Pittsburgh Post-Gazette

Jury convicts mother in her child’s death from fentanyl

- By Lacretia Wimbley

A jury Tuesday afternoon found an East Hills mother guilty of involuntar­y manslaught­er in the fentanyl poisoning death last year of her 17month-old daughter, who ingested the lethal drug from a sippy cup.

Jhenea Pratt, 23, was also found guilty of endangerin­g the welfare of children. Jurors rejected convicting Ms. Pratt of first- or third-degree murder.

A sentencing date has not yet been set by Allegheny County Common Pleas Judge Mark V. Tranquilli.

Ms. Pratt had no visible reaction to the verdict.

The jury of nine men and three women got the case late Monday afternoon and resumed deliberati­ons Tuesday morning. They met for about six hours before delivering the verdict.

Ms. Pratt was accused of providing a pink sippy cup containing fentanyl — what one detective testified during trial was enough to “kill two horses” — to her daughter, Charlette

Napper-Talley, on April 5, 2018.

“Jhenea has always maintained that she would never intentiona­lly hurt Charlette,” Ms. Pratt’s lawyer, Brandon Herring, said.

He declined further comment, stating he would have more to say on the day of sentencing.

How the fentanyl got into the sippy cup, and who put it there, were matters of contention. Ms. Pratt denied using, transporti­ng or storing heroin or fentanyl, police said.

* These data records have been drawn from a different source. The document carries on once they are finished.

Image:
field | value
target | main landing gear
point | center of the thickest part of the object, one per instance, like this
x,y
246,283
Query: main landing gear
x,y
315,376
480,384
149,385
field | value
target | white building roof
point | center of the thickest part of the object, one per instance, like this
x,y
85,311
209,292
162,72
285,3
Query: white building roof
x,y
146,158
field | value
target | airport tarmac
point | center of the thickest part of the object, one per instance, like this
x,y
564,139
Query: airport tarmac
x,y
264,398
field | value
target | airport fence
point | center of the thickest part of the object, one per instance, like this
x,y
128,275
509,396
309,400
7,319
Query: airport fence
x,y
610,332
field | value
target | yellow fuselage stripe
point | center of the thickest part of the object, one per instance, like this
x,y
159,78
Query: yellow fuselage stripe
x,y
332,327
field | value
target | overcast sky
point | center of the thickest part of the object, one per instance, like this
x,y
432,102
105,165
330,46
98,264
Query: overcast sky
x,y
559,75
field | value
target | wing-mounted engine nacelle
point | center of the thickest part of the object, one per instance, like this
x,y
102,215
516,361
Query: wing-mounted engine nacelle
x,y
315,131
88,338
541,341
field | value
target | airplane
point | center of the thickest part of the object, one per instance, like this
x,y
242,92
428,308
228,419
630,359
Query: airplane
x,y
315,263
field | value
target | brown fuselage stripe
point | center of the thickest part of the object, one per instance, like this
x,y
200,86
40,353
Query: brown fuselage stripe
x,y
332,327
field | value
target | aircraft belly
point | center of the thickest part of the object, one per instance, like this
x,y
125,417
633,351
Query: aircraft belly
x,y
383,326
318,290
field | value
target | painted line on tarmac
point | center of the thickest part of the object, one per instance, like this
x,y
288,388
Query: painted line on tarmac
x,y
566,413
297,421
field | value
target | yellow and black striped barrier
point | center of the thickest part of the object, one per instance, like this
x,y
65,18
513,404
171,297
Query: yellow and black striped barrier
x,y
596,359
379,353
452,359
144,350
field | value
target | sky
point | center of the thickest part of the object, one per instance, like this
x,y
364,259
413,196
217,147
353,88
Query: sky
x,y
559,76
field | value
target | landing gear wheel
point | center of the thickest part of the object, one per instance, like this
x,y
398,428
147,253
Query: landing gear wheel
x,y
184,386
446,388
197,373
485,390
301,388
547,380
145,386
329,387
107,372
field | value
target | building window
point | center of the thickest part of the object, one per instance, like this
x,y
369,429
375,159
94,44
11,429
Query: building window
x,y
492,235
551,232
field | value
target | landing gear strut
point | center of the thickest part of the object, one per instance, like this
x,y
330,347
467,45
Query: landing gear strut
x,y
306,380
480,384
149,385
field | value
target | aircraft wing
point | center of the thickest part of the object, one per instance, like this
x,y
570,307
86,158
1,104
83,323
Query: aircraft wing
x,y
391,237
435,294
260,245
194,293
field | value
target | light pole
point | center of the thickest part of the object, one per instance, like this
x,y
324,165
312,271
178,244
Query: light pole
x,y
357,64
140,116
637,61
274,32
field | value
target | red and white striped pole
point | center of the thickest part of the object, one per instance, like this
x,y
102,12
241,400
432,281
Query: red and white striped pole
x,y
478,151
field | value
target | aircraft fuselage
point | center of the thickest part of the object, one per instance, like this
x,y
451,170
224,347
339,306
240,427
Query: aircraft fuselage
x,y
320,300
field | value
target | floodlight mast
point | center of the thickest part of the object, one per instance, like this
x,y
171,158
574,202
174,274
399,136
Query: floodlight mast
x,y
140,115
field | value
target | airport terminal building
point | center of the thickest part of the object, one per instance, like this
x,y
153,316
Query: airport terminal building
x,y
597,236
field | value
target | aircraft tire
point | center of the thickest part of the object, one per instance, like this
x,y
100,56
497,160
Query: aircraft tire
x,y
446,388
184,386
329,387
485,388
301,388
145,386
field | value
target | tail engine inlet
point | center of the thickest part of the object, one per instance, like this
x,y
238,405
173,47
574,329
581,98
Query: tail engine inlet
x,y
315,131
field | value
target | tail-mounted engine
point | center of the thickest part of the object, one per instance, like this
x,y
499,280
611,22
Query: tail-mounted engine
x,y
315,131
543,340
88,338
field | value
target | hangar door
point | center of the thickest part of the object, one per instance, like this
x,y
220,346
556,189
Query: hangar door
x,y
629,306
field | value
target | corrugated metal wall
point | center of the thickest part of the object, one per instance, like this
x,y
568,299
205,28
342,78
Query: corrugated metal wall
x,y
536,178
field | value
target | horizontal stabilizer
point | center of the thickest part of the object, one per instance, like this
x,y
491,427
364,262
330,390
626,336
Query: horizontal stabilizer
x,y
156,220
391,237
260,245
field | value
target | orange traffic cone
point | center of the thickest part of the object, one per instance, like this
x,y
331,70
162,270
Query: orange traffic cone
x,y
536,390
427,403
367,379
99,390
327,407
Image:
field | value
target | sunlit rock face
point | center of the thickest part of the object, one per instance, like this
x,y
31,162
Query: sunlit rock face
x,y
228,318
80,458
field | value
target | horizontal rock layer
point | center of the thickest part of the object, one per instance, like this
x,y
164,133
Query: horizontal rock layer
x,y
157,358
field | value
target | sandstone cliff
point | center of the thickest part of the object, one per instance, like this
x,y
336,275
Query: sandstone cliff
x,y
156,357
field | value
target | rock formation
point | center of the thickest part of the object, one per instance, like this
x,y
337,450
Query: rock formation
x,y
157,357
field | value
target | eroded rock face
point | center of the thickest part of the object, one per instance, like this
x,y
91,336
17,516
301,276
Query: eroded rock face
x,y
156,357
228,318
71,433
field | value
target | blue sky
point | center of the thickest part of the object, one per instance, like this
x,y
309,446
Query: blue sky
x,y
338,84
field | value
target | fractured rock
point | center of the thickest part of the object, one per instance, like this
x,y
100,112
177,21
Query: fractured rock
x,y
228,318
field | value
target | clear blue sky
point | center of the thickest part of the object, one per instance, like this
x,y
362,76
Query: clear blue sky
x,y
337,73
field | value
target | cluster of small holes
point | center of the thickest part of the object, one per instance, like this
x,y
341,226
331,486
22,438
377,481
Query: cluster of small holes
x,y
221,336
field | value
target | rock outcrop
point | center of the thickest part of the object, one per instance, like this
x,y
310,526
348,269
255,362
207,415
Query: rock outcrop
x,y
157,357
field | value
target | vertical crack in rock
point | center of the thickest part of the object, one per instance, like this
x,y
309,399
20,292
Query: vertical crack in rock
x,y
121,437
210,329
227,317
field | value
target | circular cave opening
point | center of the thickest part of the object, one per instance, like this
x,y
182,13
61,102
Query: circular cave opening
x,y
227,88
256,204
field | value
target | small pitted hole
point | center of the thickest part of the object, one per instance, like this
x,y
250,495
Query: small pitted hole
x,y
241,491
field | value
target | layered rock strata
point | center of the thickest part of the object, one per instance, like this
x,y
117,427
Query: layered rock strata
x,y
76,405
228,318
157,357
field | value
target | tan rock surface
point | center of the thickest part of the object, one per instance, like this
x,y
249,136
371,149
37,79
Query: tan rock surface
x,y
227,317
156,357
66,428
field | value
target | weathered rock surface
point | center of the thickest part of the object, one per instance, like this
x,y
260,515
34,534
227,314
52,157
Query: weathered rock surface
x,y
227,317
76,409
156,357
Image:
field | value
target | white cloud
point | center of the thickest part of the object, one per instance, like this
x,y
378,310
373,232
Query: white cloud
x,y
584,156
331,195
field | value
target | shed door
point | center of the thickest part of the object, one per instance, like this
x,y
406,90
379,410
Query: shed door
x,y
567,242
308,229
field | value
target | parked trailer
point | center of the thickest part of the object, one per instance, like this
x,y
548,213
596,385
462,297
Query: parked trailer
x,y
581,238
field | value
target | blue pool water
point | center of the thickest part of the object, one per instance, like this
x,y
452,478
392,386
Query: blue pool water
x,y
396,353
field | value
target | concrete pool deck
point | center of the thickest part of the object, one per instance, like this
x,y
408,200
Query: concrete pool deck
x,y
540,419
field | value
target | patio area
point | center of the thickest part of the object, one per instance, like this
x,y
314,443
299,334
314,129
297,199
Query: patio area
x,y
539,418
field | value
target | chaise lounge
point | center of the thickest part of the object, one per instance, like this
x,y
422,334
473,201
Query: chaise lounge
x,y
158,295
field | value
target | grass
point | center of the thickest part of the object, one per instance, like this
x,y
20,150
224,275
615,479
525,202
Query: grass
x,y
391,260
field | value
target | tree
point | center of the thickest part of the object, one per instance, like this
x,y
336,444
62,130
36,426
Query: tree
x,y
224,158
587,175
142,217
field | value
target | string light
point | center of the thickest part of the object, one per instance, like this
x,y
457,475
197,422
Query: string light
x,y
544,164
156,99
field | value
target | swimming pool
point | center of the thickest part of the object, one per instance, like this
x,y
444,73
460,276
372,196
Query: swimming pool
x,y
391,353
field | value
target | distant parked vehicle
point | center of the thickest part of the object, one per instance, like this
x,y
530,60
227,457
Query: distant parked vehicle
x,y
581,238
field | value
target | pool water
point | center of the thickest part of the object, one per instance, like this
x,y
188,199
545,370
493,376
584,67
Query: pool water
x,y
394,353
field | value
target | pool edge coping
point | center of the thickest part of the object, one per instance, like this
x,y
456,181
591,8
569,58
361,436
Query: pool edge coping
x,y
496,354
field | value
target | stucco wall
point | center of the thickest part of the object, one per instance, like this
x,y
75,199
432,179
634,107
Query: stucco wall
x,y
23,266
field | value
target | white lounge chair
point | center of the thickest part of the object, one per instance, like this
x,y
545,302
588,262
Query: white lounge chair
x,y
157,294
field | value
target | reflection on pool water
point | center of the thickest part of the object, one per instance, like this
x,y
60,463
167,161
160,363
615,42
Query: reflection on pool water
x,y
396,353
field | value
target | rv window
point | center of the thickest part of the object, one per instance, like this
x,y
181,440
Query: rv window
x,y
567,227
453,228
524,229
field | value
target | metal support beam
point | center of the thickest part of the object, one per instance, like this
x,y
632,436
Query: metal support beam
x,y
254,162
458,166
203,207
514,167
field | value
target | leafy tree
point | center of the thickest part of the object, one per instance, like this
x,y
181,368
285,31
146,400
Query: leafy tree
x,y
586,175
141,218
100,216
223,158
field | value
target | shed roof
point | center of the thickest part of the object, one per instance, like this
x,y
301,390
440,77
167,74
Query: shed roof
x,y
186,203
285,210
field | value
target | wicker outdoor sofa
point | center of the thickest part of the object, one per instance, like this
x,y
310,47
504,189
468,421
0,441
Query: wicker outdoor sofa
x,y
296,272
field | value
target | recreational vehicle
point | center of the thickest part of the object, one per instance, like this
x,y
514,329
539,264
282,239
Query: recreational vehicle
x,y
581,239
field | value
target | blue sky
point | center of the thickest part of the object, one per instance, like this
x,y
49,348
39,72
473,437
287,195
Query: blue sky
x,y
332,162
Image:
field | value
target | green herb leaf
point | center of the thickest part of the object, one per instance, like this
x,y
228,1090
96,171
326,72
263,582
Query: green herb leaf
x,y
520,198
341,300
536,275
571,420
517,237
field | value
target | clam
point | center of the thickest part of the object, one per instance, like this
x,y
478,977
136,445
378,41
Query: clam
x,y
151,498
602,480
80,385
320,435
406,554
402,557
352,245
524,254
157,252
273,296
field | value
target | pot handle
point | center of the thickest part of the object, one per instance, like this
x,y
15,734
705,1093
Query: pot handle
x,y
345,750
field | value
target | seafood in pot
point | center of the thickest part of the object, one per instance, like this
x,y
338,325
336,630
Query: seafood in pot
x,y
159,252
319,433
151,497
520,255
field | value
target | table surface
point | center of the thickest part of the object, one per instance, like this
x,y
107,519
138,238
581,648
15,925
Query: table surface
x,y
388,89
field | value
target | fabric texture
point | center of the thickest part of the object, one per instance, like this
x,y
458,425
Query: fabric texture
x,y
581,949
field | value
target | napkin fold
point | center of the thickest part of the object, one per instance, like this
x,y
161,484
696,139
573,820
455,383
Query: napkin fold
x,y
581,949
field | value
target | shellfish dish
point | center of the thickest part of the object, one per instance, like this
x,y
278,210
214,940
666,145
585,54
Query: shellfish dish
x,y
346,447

Mr. Herring suggested during his closing argument that Ms. Pratt’s boyfriend had something to do with the presence of the fentanyl, not his client, but the jury wasn’t swayed.

The boyfriend, Albert Williams, did acknowledg­e to police that he had given Charlette a sippy cup on the morning of her death. But, police wrote in the complaint, “We also learned that if Charlette had ingested fentanyl during the time frame Williams had her she would have died very shortly after ingesting it.”

Instead, the girl was still alive when police say Ms. Pratt gave her another drink “during the afternoon hours” — the fatal one — after Mr. Williams had already left the house.

“Jhenea Pratt was the only person [caring for Charlette] during these hours,” the complaint said.

In closing arguments Monday, the prosecutio­n linked Charlette’s death to Ms. Pratt’s desire to smoke pot.

The truth is that Ms. Pratt wanted to “sit back, relax and smoke marijuana,” Assistant District Attorney Diana Page told jurors. “That baby was getting in the way of her enjoying her pastime.”

Pittsburgh police discovered a red liquid inside a pink sippy cup on Charlette’s bed in her East Hills apartment after responding to a call just after 6 p.m. on April 5, 2018, for a baby who wasn’t breathing.

Days after Charlette died in the hospital, the Allegheny County medical examiner’s office received results from two tests. Both indicated the presence of fentanyl in the toddler’s blood, as did another screening in May by an independen­t lab.

The inside of the cup also tested positive for fentanyl, police said, and the medical examiner’s office listed Charlette’s death as a homicide due to fentanyl poisoning.